Of dust – quasi un intermezzo di poco più di due minuti, basato su un unico giro armonico. Siamo dalle parti di “BE” (un loro precedente album). Anche qui grandiose le armonizzazioni vocali.


Tell me you don’t know – tra le mie preferite del disco. Si ritorna dalle parti dei Beatles (di firma McCartney stavolta però) con un blues allegro che ti fa muovere il piede sin dall’inizio. Il giro di accordi è sempre quello fin dagli anni ‘40 ma chi se ne frega, c’è più anima in questo pezzo che in tutta la discografia di Zucchero (per citare un bluesman-wannabe).

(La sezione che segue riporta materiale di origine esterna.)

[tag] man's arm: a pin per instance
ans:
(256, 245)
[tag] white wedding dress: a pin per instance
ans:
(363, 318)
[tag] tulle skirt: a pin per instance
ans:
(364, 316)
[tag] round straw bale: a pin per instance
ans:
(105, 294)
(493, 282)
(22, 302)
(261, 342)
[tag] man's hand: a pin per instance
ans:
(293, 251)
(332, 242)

Sleeping under the stars – pezzo stranissimo. C’è dentro di tutto: Pink Floyd, Procul Harum, musica da circo... ci sento dentro pure Capossela, quindi figuratevi! L’inizio “circense” ed il cantato in doppia voce bassa/falsetto isterico fanno sembrare la canzone un divertissement, ma continuando con l’ascolto ci si accorge che il pezzo è decisamente molto più di quel che sembra. La parte centrale se possibile è ancora più strana, in pratica una decomposizione armonica del giro portante che bisogna sentire per capire. Il tutto, testo compreso, sembra una filastrocca della buona notte, anche se DECISAMENTE inquietante. E’ sicuramente tra i pezzi dell’album quello più facile da ricordare, e mica è un male.

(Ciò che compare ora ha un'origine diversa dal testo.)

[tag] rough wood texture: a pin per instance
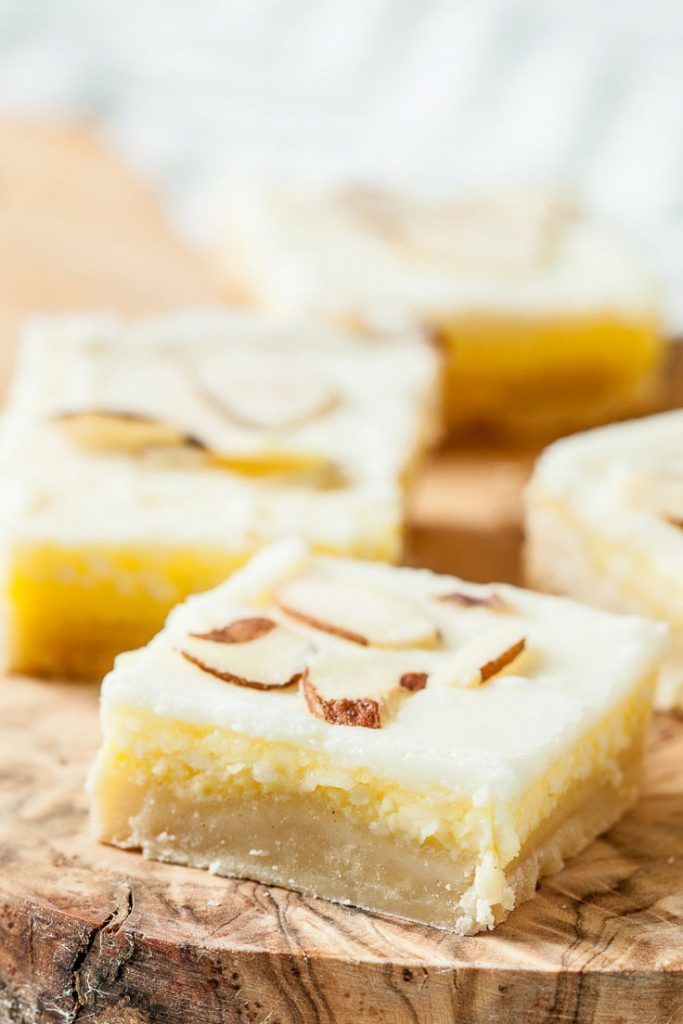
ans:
(93, 934)
(96, 934)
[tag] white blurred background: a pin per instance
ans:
(459, 92)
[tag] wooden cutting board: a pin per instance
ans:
(93, 934)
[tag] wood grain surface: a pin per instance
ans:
(93, 934)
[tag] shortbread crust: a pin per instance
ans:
(447, 809)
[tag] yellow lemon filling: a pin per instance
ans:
(70, 610)
(546, 372)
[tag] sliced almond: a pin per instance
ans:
(114, 430)
(491, 600)
(241, 631)
(413, 681)
(356, 613)
(282, 398)
(252, 651)
(364, 712)
(485, 656)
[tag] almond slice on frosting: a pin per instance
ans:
(285, 399)
(115, 430)
(369, 617)
(252, 651)
(485, 656)
(350, 689)
(491, 600)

Darkness of mine – sicuramente il pezzo meno riuscito del lotto. Una sorta di paesaggio sonoro raffigurante l’oscurità interiore. La melodia rarefatta non sarebbe neanche male, così come la sferzata dell’inciso, ma il tutto risulta troppo dilatato e poco coinvolgente.


Linoleum – primo singolo estratto dall’album, decisamente ingannatore. E’ infatti l’unico pezzo che rimanda al passato dei PoS, seppur alleggerito. Vivace, strofa in levare, bel ritornello, costruito a pennello insomma. come sempre ottima la prova di Daniel al microfono, capace di passare dal dolce al graffiato con una naturalezza che in pochi hanno.


Curiosity – veloce, diretto, tagliente. Strofa smorzata e ritornello alla carica, è un pezzo che si fa ricordare subito. Di solito è un male, dato che le canzoni con queste caratteristiche stancano presto, ma a me ancora non è successo, e qualcosa vorrà pur dire, no?


Where it hurts – inizio con un piccolissimo reprise di “sisters” che porta ad una melodia ed un’atmosfera che sanno tanto di “The wall”. Sofferto nell’interpretazione e nell’incedere, con un utilizzo riuscitissimo del Leslie nella voce, riesce a calarti nel tormento che vuole trasmetterti; il lungo respiro che inevitabilmente farete a fine canzone vi farà capire che il pezzo è andato a segno.


Road salt – Rhodes, Mellotron, Hammond, Voce, Stop. Potrei anche chiudere qui la descrizione del pezzo, ma sarebbe un’offesa ad una delle melodie più belle che abbia sentito in questi anni. Testo splendido, pieno di dubbi sui percorsi che si intraprendono nella vita, cantato e sentito da Daniel in maniera superba. Da ascoltare sdraiati e con gli occhi chiusi.


Innocence – pezzo conclusivo che si avvicina a certe cose di “Remedy Lane”, loro lavoro del 2002. Strofa calma che pian piano arriva ad un ritornello assolutamente spiazzante, che allunga l’unica parola del ritornello per tutta la durata dello stesso, sottolineandola soltanto con un reprise delle parole del bridge. L’effetto è abbastanza ipnotico e ad un primo ascolto anche un pò cacofonico, ma rientra tutto a posto già dalla seconda volta che lo si ascolta. Nel complesso finale un pò sottotono comunque.


In definitiva, è da un mese che ce l’ho nel lettore, e non vedo perchè non dovreste concedergli un ascolto, quindi chiudete questa pagina e procuratevelo SUBITO!